Chess engines show why AI needs structure
A good analogy here is chess engines. The strongest engines are not pure black boxes producing moves out of thin air. They combine a strict framework of legal moves, strong evaluation, search, and precomputed endgame knowledge when the problem becomes tractable enough for exact solutions. The resulting system is one of the best examples of AI exceeding human abilities.
Compiler systems should look more like that. The compiler defines the legal moves. The layered representations define the board. AI helps evaluate choices and steer optimization. Reusable kernels and libraries preserve known-good results instead of forcing the system to rediscover them every time.
The strongest systems pair AI with structure.
Kernelize is building the foundation for AI-driven model development
At Kernelize, we are turning this structural philosophy into an engineering reality. In our previous posts, especially on plugin-based compiler extensions, we have argued that the future of model support is not a giant rewrite.
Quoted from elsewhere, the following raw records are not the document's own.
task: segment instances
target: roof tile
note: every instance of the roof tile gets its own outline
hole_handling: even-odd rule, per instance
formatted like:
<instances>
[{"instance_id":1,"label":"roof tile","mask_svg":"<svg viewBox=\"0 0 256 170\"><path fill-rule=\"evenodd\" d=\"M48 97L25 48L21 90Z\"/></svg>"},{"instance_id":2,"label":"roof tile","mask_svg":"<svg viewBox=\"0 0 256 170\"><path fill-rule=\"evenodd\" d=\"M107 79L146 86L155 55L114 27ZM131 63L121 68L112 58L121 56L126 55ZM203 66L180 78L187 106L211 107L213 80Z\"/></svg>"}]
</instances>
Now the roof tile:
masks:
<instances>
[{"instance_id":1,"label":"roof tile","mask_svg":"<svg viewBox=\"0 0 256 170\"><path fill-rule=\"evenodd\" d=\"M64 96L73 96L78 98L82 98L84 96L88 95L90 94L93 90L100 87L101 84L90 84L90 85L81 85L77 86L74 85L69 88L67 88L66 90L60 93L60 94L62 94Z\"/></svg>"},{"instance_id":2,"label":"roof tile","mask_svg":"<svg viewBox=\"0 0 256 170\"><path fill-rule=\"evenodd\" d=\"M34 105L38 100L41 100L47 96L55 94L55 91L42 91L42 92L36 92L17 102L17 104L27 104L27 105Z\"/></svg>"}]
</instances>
It is an extensible system built on top of the open compiler and runtime layers that are already becoming standard.
A plugin-based architecture provides the stable ground AI needs to iterate without breaking the system.
The future lies in a distributed system of lowerings, rather than a monolithic compiler or an all-knowing model. We think it is a structured system of lowerings where each stage is executable, feedback flows between levels, and optimization can happen where it is most effective. AI fits naturally into that system. It improves decisions, accelerates iterations, and helps scale what still depends too heavily on expert humans. In this framework, AI doesn't replace the engineer; it automates the expertise that currently limits their scale.
Tightly integrating AI into a modern compiler stack is our product strategy because it is the only way to scale kernel development. Hardware vendors and their customers do not need only isolated miracles. They need a workflow that can keep up with the pace of new models.
This structured approach offers a universal benefit: portability across a diverse landscape of AI hardware. By guiding the compiler through these layers, AI ensures that every new chip can immediately support the next generation of models.
We believe this is the architecture that turns kernel development from a manual bottleneck into a scalable engine for our entire industry.